In più, produrre energia attraverso la fusione nucleare al momento è inefficiente. L’esperimento condotto nel laboratorio del Dipartimento Per l’Energia statunitense ha utilizzato 2,05 MJ (megajoule) circa per produrre 3,15MJ. Il bilancio dunque è positivo, ma irrilevante se si considera l’energia che serve per far funzionare i laser o i tokamak, gli unici macchinari utilizzabili al momento in questo campo. Per avere un guadagno significativo bisogna sviluppare nuove tecnologie, che secondo gli addetti ai lavori richiederanno qualche decennio prima di diventare effettive e funzionanti. Un lasso di tempo non molto confortante, se pensiamo all’avanzare inarrestabile del cambiamento climatico. Secondo un articolo della rivista Nature, con i livelli di inquinamento attuali la temperatura globale si alzerà di oltre 1,5 gradi entro il 2031; supererà quindi il tetto massimo che era stato stabilito nell’Accordo di Parigi del 2015 per ridurre le emissioni di anidride carbonica.

Gli effetti della crisi energetica

A peggiorare la situazione c’è anche la crisi energetica provocata dalla guerra e dalle sanzioni su petrolio e gas. Da giugno 2022 la Germania ha iniziato ad attivare le sue centrali a carbone per smarcarsi dal gas russo. E in Italia Enel ha riaperto la centrale di Civitavecchia, il cui smantellamento era in programma per il 2025. Un cambio di rotta rispetto alla tendenza sviluppata ai tempi del Covid, quando le rinnovabili nel nostro paese arrivavano a coprire il 20% del fabbisogno nazionale. Eppure il ritorno ai combustibili fossili potrebbe andare fuori moda ancora prima di affermarsi.

Secondo un report delI’IEA sul mercato delle energie rinnovabili, la capacità mondiale di generazione da fonti eoliche, solari e altre rinnovabili è aumentata e quest’anno raggiungerà il nuovo record di 320 Gigawatt. Inoltre in Europa la Commissione, nell’ambito del progetto REPowerEU, ha proposto nuove misure di emergenza per accelerare la transizione verde e aumentare la capacità di produzione almeno di 50 Gw in territorio europeo.

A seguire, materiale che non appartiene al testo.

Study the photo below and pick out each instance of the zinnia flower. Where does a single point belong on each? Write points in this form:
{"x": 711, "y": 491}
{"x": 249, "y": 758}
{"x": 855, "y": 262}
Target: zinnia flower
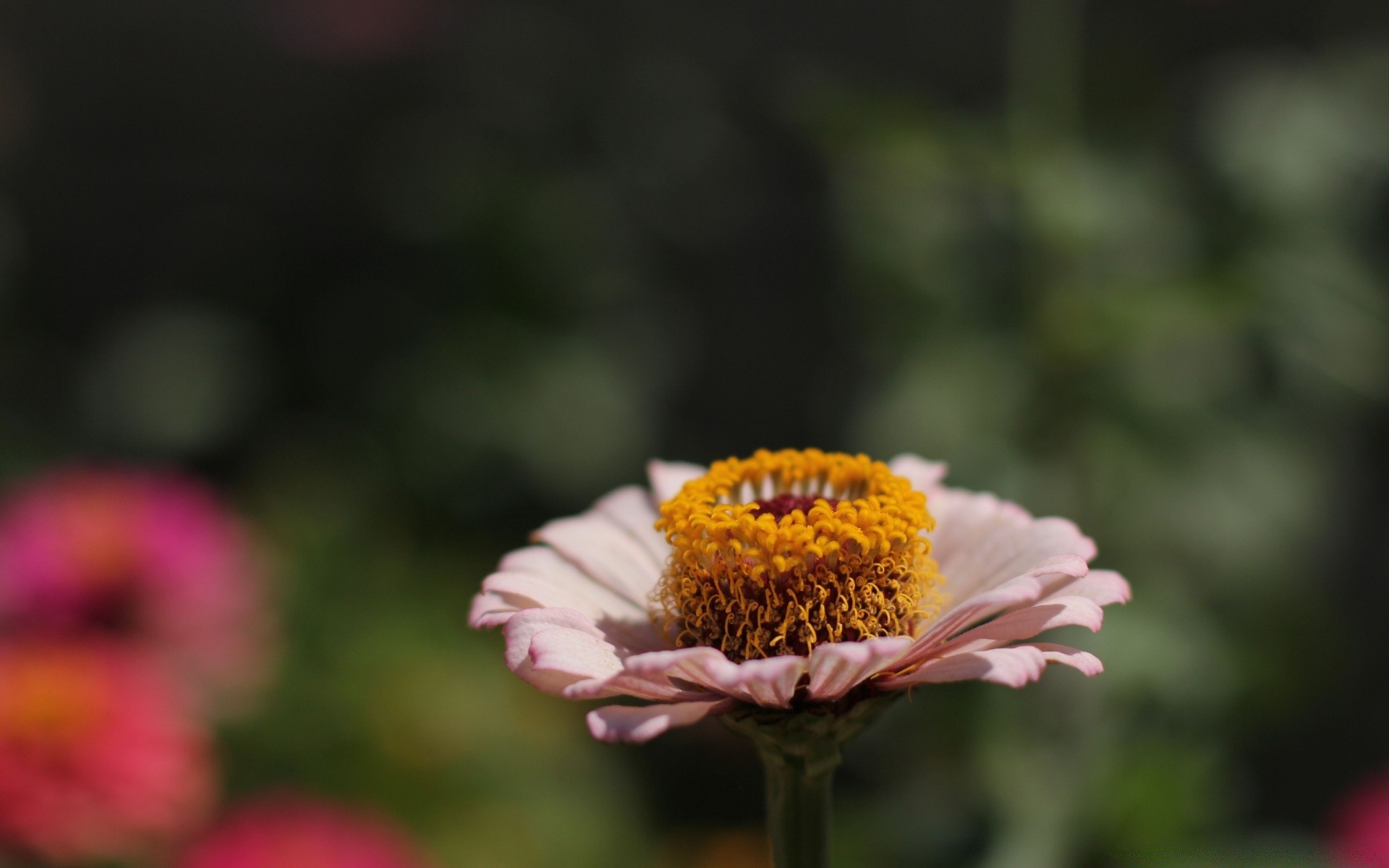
{"x": 142, "y": 556}
{"x": 299, "y": 833}
{"x": 1360, "y": 827}
{"x": 791, "y": 579}
{"x": 99, "y": 759}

Sono misure fondamentali per la transizione, che però non risolvono il problema dello stoccaggio. Le fonti naturali infatti non garantiscono una produzione continua di elettricità, ma dei picchi alternati a momenti di inattività; per immagazzinare il surplus di energia servirebbero batterie molto più capienti di quelle attuali. E per produrle è necessario il litio, materiale estratto in miniere che mettono a rischio la sicurezza di alcuni ecosistemi ambientali.

La soluzione? Usare entrambi

L’idea di “fondere” i due sistemi di produzione, anche se in un altro senso, era già stata avanzata durante il webinar della Rappresentanza Permanente d’Italia presso le Organizzazioni internazionali a Parigi. Il progetto, ideato per rendere le centrali nucleari più sicure, prevederebbe l’integrazione nel quadro elettrico di un modulo alimentato a energia eolica. Ma alcuni paesi hanno proposto una collaborazione diversa tra nucleare e rinnovabili, in cui queste ultime servirebbero da fonte primaria, e le centrali colmerebbero i periodi di scarsa produzione (come l’inverno per il solare). Secondo uno studio condotto da alcuni ricercatori dell’università del Sussex, usare entrambi non sarebbe possibile; in un sistema basato sul nucleare attuale, cioè la fissione, le rinnovabili non sarebbero compatibili e la riduzione di emissioni praticamente insignificante.

Ma la fusione potrebbe cambiare le carte in tavola, essendo un modello che non richiede il consumo di materiali radioattivi e non danneggerebbe altre forme di produzione, visto il suo impatto minimo sull’ambiente circostante. L’importante è non dimenticare le altre alternative, e non fare un uso esclusivo di nessuna di queste. Come dicevano nell’antica Roma, in varietate concordia. In altre parole, la diversità è una ricchezza, anche nella scienza.